# White Trash Yacht Club Fall Turkey Fry, Oct 20



## oldflathead (Oct 3, 2007)

This is a great group who meet twice each year. Fried mullet in the spring and turkey in the fall. I know some of you PFF'ers are members, just thought I would let others know. It costs $10 a year which includes the two meetings, beer, wine. each couple are asked to bring a dish to share.

This is not a racist group or anything of the sort, just a bunch of Good Ole Boys and Girls that don't care for some snooty yacht clubs. I was invited to join when we first arrived on Bayou Chico, early 90's. I guess my Red Neck and Mississippi background helped.

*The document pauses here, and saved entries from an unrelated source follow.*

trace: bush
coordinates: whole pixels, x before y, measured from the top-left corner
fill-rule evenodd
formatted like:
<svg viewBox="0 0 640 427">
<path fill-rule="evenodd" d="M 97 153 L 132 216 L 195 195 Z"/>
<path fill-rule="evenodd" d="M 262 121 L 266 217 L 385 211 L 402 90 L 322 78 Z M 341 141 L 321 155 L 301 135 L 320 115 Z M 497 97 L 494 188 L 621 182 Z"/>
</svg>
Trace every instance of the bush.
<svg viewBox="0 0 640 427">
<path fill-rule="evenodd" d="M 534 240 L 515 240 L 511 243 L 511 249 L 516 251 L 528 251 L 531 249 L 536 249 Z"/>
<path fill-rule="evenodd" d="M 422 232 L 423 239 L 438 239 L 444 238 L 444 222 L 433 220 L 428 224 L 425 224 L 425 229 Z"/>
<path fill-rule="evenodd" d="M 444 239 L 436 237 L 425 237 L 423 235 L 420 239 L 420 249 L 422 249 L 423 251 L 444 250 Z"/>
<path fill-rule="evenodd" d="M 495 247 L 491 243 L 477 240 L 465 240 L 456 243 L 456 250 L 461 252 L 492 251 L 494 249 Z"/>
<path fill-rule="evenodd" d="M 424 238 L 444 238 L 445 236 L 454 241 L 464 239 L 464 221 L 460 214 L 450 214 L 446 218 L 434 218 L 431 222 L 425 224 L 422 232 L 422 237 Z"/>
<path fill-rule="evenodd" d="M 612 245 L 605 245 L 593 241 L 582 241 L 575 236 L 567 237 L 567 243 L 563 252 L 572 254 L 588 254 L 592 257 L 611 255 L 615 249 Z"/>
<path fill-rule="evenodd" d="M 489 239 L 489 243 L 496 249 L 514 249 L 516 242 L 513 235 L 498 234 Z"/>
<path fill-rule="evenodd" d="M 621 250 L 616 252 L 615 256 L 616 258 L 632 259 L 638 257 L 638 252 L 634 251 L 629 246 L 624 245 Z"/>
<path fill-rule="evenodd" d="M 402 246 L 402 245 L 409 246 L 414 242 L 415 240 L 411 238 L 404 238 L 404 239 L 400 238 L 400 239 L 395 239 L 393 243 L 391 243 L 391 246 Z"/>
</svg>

I will be glad to sponsor anyone - for a :mmmbeer

Tom


----------



## getbent (Oct 2, 2007)

now that sounds like my kind of crowd!!!!!!

Freebird forever!!


----------



## sharksurfer7494 (Jan 30, 2008)

DAMN THIS IS WHERE I BELONG!!!!!! Hello, I've moved here to the Orlando area almost 2 yrs ago from backwoods Alabama oopsI mean Florence.My yacht is 15ft long and I must work on it before i go back out in it I like surf fishing and need to know who the contact is for registraion or is itreal white trash registration(just show up):bowdown


----------



## taosx (Sep 27, 2007)

I was a member for several years, but just fell away from it for no particular reason. Agree with flathead though..was always a good time, and good people.



mark


----------